Can you guess what the Ruth’s Chris Steak House strategy is? “Your steak is going to be exceptional in every case, and you’ll get a baked potato that’s as big as your forearm; it’s going to look great, it’s going to be huge, and you’re absolutely going to pay for it.” Chances are, you’re going to have to look them up to find out where the nearest location is. The Ruth’s Chris customer is somebody who wants to be served, to be waited on, and to enjoy their meal more than they want convenience.
What about the strategy of the chain of women’s clothing stores, Chico’s? “We’re going to make the middle-aged woman feel young and stylish, and we’re not going to be distracted by other stuff.” Chico’s clothes come in sizes O, 1, and 2 to appeal to women who’ve gone from a size 8 in their youth to a 12 in middle age. They’re not trying to compete with JC Penney or Target, and the footprint for their store, consequently, isn’t nearly as big.

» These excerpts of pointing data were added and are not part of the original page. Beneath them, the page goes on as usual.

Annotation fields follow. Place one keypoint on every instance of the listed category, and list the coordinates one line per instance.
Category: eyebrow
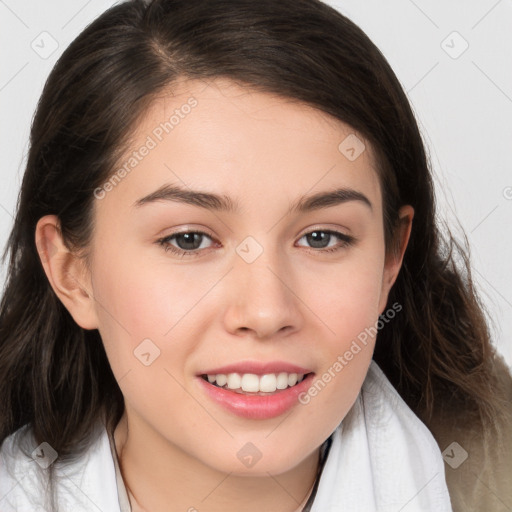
(224, 203)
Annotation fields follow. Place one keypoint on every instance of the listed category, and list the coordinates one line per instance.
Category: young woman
(227, 289)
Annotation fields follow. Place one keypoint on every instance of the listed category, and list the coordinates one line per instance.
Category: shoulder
(24, 476)
(478, 464)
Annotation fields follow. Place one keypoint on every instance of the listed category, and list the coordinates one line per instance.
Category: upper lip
(257, 368)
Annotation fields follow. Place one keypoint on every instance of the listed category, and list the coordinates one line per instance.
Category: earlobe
(66, 272)
(395, 257)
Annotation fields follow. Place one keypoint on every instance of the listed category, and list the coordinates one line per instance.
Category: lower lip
(257, 407)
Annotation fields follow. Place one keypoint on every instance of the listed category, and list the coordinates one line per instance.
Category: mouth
(253, 396)
(253, 384)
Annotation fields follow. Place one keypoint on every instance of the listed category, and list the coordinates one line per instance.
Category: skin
(295, 302)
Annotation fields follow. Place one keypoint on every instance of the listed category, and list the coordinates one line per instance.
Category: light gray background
(462, 100)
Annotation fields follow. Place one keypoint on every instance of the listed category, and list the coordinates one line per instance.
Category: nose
(261, 298)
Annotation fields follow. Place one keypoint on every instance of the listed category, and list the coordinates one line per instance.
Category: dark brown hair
(54, 375)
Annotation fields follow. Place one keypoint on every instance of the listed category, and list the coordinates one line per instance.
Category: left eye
(186, 242)
(318, 239)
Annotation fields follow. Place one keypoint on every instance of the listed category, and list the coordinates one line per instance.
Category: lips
(257, 368)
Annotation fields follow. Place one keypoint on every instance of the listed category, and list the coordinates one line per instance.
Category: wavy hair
(54, 375)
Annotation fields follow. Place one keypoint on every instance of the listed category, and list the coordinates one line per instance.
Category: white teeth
(234, 380)
(268, 383)
(292, 379)
(252, 383)
(282, 381)
(221, 379)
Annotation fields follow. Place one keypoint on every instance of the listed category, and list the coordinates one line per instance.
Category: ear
(395, 256)
(66, 272)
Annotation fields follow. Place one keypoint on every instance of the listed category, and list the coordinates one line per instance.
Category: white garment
(382, 459)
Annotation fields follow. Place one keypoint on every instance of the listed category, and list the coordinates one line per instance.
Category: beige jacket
(478, 472)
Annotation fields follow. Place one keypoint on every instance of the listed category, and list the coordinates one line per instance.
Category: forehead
(231, 139)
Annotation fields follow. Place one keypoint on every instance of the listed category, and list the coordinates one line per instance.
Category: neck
(160, 477)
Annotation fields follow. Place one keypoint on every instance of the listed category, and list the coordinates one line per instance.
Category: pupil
(190, 240)
(317, 238)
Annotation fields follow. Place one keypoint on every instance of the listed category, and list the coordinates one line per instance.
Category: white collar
(382, 458)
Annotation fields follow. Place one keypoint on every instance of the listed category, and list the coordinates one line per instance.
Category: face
(258, 280)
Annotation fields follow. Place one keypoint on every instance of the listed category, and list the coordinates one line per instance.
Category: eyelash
(346, 240)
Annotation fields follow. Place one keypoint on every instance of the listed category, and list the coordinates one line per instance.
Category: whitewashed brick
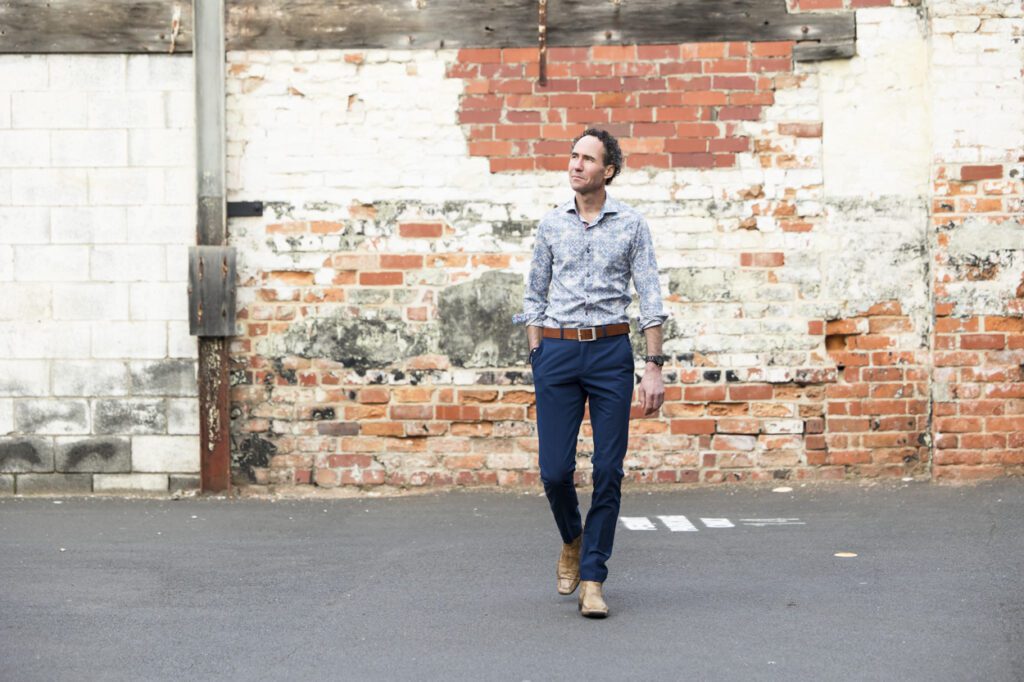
(180, 343)
(24, 72)
(51, 263)
(126, 110)
(162, 146)
(133, 339)
(159, 301)
(89, 147)
(147, 72)
(129, 482)
(25, 148)
(182, 416)
(162, 224)
(25, 378)
(90, 378)
(60, 186)
(91, 301)
(178, 454)
(128, 263)
(31, 301)
(125, 186)
(72, 73)
(25, 225)
(95, 224)
(48, 110)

Ask any homeowner what the difference is between the strategies of Lowe’s and Home Depot. They have similar offerings, but at Lowe’s you will easily find someone to help you. At Home Depot, you’re going to be lucky to find somebody who knows how a product works. Home Depot’s strategy says, “We’re going to have what you want at the best price.” Lowe’s says, “Come on in. We’ll help you with your home improvement project.”
You can even watch how companies change their strategies over the years. For a long time, the industry joked that Best Buy was really Best Try. Consumers would go online to learn about big screen TVs and decide which one they wanted. They’d go to Best Buy to see if they liked it. Then they would go back online to buy it from someone else for the cheapest price. It was the place to go and see what you could buy so you feel comfortable with it.
Now, based on my own experiences, Best Buy’s sales people are much more friendly and trained to help you make a decision. I don’t know how much better their results are today, but you can clearly see in local stores that they’re doing something different. Their strategy might be: “If they enter our store, we will do everything we can to help them make a wise choice while they’re here, because if they leave they’re going to buy it somewhere else.”